DUBAI, United Arab Emirates — Two missiles fired from territory held by Yemen's Houthi rebels missed a commercial tanker loaded with Indian-manufactured jet fuel near the key Bab el-Mandeb Strait on Wednesday, two U.S. officials said. It is the first time they target an energy shipment heading to the Suez Canal.

An American warship, the USS Mason, also shot down a suspected Houthi drone flying in its direction during the incident, said the officials, who spoke on condition of anonymity to discuss intelligence matters. No one was hurt in the attack, the officials said.

The assault on the tanker Ardmore Encounter further escalates a campaign by the Iranian-backed rebels targeting ships close to the Bab el-Mandeb Strait, and also widens the international impact of the Israel-Hamas war raging in the Gaza Strip.

The Marshall Islands-flagged tanker was traveling north toward the Suez Canal in the Red Sea, satellite tracking data analyzed by The Associated Press showed. The vessel was on its way from Mangalore, India, and had an armed security crew aboard it, according to data transmitted by the ship. Those guards apparently opened fire to drive off skiffs loaded with men trying to board the vessel, the private intelligence firm Ambrey said.

Ardmore Shipping Corp., which owns and operates the ship, issued a statement to the AP acknowledging the attack.

“No one boarded the vessel and all crew members are safe and accounted for,” the statement said. “The vessel remains fully operational with no loss of cargo or damage on board.”

It added: “Ardmore is in close contact with the relevant authorities and military assistance is now in the area providing support as required.”

The ship was carrying a load of jet fuel from Shell MRPL Aviation Fuels & Services Ltd., a joint operation of the oil giant and India's national oil company. The fuel was heading to either Rotterdam in the Netherlands or Gavle, Sweden, Ardmore Shipping said. Shell declined to comment.

Ardmore Shipping traded slightly up early Wednesday on the New York Stock Exchange to $13.64 a share.

The Houthis did not immediately acknowledge the attack.

The British military’s United Kingdom Maritime Trade Operations, which provides warnings to sailors in the Middle East, earlier reported a separate incident off the coast of Oman. It said a vessel had been followed by smaller boats carrying machine guns and men in gray uniforms before escaping unharmed.

On Monday night, a missile also fired by Yemen’s Houthi rebels slammed into a Norwegian-flagged tanker in the Red Sea off the coast of Yemen near the Bab el-Mandeb Strait.

The Houthis have carried out a series of attacks on vessels in the Red Sea and launched drones and missiles targeting Israel. In recent days, they have threatened to attack any vessel they believe is either going to or coming from Israel. There was no immediate link found between the Ardmore Encounter and Israel.

Analysts suggest the Houthis hope to shore up waning popular support after years of civil war in Yemen between the rebels and Saudi-backed forces.

France and the United States have stopped short of saying their ships were targeted in rebel attacks, but have said Houthi drones targeting their ships and were shot down in self-defense.

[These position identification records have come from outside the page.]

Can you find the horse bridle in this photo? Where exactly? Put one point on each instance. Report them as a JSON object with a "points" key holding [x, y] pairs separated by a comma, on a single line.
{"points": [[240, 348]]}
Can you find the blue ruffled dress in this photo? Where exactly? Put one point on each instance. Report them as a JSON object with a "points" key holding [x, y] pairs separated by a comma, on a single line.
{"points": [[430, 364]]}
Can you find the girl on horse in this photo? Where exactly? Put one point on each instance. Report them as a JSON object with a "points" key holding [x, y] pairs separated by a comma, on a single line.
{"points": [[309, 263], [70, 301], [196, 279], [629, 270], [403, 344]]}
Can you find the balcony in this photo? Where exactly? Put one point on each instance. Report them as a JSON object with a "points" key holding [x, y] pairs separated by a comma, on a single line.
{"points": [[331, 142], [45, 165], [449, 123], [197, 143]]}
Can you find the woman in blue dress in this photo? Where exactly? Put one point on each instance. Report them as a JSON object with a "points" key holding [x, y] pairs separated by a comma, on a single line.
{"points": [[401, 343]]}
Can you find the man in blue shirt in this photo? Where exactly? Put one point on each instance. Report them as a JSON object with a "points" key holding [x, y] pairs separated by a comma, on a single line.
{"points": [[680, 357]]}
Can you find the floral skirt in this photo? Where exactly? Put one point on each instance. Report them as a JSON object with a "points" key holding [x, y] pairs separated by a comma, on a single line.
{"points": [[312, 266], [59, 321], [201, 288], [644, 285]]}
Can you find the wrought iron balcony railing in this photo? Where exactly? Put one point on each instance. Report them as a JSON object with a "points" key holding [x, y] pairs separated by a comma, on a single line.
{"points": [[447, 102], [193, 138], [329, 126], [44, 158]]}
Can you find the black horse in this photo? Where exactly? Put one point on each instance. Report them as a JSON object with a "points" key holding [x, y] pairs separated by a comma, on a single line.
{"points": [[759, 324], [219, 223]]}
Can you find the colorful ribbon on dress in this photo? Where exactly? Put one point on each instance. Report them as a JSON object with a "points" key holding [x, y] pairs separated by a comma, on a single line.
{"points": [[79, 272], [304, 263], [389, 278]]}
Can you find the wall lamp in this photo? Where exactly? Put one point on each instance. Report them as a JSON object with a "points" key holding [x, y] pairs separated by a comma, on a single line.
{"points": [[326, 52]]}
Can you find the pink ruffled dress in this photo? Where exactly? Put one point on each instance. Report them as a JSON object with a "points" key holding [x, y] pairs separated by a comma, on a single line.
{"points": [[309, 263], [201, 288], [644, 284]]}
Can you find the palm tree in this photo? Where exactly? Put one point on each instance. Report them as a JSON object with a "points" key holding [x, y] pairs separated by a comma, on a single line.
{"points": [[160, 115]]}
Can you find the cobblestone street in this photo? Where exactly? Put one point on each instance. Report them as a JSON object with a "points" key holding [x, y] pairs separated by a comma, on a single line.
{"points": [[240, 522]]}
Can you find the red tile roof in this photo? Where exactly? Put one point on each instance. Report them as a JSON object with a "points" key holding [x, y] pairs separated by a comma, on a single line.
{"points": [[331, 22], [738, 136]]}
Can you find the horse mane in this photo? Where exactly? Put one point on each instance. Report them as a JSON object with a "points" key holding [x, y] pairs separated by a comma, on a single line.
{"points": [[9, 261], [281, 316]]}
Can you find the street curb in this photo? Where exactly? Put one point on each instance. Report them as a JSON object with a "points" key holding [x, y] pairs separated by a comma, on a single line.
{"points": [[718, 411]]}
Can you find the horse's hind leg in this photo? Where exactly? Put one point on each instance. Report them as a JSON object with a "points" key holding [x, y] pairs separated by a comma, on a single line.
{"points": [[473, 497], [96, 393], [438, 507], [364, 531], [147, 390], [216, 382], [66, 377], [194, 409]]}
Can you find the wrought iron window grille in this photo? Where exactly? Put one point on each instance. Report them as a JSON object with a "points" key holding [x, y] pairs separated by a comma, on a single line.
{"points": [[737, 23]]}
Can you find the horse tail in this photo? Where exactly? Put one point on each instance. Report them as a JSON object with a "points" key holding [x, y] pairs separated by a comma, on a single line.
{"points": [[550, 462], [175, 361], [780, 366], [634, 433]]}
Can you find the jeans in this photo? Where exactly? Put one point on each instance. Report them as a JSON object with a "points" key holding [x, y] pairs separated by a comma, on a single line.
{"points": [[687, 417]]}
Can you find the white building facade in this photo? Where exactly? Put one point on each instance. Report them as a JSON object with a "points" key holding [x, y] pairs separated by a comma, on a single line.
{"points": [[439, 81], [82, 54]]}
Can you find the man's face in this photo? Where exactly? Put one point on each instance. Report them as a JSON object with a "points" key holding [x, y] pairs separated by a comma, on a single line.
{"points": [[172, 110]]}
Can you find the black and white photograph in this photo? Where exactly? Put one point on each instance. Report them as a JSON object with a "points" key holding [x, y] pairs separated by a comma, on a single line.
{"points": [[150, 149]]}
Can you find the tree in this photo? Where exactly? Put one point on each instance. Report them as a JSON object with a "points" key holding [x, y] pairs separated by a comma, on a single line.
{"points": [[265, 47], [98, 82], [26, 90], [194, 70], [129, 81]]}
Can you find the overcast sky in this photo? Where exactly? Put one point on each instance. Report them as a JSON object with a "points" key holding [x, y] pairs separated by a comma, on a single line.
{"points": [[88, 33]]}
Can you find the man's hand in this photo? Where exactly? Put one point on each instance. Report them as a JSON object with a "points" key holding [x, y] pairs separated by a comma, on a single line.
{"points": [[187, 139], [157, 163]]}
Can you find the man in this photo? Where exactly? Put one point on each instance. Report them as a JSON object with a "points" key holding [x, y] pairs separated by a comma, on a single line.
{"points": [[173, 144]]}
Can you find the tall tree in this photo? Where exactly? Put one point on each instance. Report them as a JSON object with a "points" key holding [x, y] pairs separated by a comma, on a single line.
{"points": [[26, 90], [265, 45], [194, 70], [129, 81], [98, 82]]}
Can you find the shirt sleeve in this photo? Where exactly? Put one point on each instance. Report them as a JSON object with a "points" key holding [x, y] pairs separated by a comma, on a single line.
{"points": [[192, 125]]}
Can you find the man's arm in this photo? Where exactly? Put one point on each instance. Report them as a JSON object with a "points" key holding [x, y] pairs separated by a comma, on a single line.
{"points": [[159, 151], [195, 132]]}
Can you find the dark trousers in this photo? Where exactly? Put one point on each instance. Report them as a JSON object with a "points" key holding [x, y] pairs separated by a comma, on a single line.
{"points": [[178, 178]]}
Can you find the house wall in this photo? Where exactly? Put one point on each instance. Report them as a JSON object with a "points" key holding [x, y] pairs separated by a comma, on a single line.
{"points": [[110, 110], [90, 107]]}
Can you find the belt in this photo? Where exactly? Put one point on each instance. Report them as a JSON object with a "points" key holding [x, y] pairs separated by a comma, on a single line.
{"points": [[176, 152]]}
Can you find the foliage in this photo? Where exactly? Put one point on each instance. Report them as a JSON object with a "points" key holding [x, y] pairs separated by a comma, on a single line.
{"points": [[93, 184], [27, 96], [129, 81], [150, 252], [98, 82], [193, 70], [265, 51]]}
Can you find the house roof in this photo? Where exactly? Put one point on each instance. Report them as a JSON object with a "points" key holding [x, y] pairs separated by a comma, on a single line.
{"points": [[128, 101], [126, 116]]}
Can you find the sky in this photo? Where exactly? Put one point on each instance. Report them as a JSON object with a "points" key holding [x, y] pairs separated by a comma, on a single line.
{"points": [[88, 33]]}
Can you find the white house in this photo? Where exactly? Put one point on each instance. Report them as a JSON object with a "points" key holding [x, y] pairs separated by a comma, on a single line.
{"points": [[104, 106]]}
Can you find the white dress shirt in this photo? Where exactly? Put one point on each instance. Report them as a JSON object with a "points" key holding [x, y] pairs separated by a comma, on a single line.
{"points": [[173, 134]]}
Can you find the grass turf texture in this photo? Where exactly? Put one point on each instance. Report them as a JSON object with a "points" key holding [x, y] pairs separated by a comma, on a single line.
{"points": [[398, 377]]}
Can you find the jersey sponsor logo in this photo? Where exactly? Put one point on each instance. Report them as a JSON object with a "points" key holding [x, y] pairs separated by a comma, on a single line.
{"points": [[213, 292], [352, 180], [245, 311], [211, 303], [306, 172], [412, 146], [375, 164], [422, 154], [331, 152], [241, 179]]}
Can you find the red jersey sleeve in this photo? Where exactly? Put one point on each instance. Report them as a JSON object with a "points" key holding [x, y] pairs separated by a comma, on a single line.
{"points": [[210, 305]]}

Washington so far has declined to directly respond to the attacks, as has Israel, whose military continues to insist the ships do not have links to their country.

Global shipping has increasingly been targeted as the Israel-Hamas war threatens to become a wider regional conflict — even during a brief pause in fighting during which Hamas exchanged hostages for Palestinian prisoners held by Israel. The collapse of the truce and the resumption of a punishing Israeli ground offensive and airstrikes on Gaza have raised the risk of more sea attacks.

The Bab el-Mandeb Strait is only 29 kilometers (18 miles) wide at its narrowest point, limiting traffic to two channels for inbound and outbound shipments, according to the U.S. Energy Information Administration. Nearly 10% of all oil traded at sea passes through it. An estimated $1 trillion in goods pass through the strait annually.

In November, Houthis seized a vehicle transport ship linked to Israel in the Red Sea off Yemen. The rebels still hold the vessel near the port city of Hodeida. Separately, a container ship owned by an Israeli billionaire came under attack by a suspected Iranian drone in the Indian Ocean.

A separate, tentative cease-fire between the Houthis and a Saudi-led coalition fighting on behalf of Yemen’s exiled government has held for months despite that country’s long war. That’s raised concerns that any wider conflict in the sea — or a potential reprisal strike from Western forces — could reignite those tensions in the Arab world’s poorest nation.

In 2016, the U.S. launched Tomahawk cruise missiles that destroyed three coastal radar sites in Houthi-controlled territory to retaliate for missiles being fired at U.S. Navy ships at the time.